Mexico is the world's leading supplier of methamphetamines, as identified in a 2014 UN report . And Michoacán, where some 460 clandestine drug laboratories were dismantled between 2006 and 2015, is the country's top center of production.
The El Universal investigation uncovers a complex market based on the state's strategic position on the Pacific coast and proximity to Asia — it is home to Lázaro Cárdenas, one of the country's largest ports — and the proliferation of rival drug cartels that have reoriented to the lucrative new meth trade, competing against one another to dominate the market.

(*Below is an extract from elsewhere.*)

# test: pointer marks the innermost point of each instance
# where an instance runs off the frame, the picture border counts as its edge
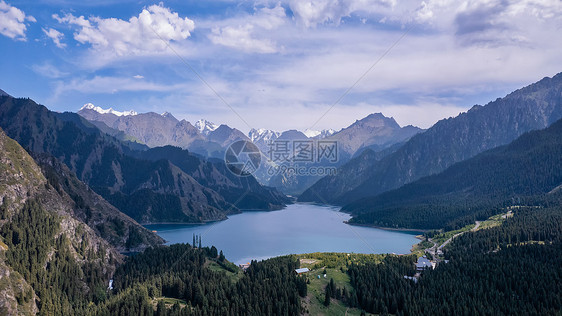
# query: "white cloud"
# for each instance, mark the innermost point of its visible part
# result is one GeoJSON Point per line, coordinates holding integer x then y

The precursor chemicals necessary to produce the drug are shipped to Michoacán from Asia, and the meth is then produced in the state's numerous laboratories before traveling north to the United States or being shipped right back across the Pacific to Asia, where in some countries meth consumption is on the rise. The cartels in Michoacán are the central node of production and distribution in the meth trade.
La Familia, long the state's largest cartel, shifted its focus from cocaine and marijuana production to the meth industry in 2006. Five years later, the cartel split, with one faction forming a new, more violent cartel called the Knights Templar. The new competitors also increased production of meth, sparking a bloody conflict and firmly establishing the state as the country's major narcotics hub.
El Universal writes that the Pacific coast states of Sinaloa and Jalisco are also large centers of meth production. The Mexican government and the U.S. Drug Enforcement Agency (DEA) signed an agreement in 2012 to destroy clandestine drug labs and tackle the region's growing narcotics trade.
But violence continues to rage in Michoacán between the warring cartels, the government, and local self-defense militias, and meth production has not abated. Morelia-based newspaper La Voz de Michoacán reports that the authorities demolished three meth labs in central Michoacán as recently as Oct. 26.
Meth remains Mexico's second most popular drug behind marijuana, with 17,565 kilos seized in 2014. Michoacán's cartels are tightening their grip on a thriving illegal trade, turning their country into the world's largest meth producer in the process.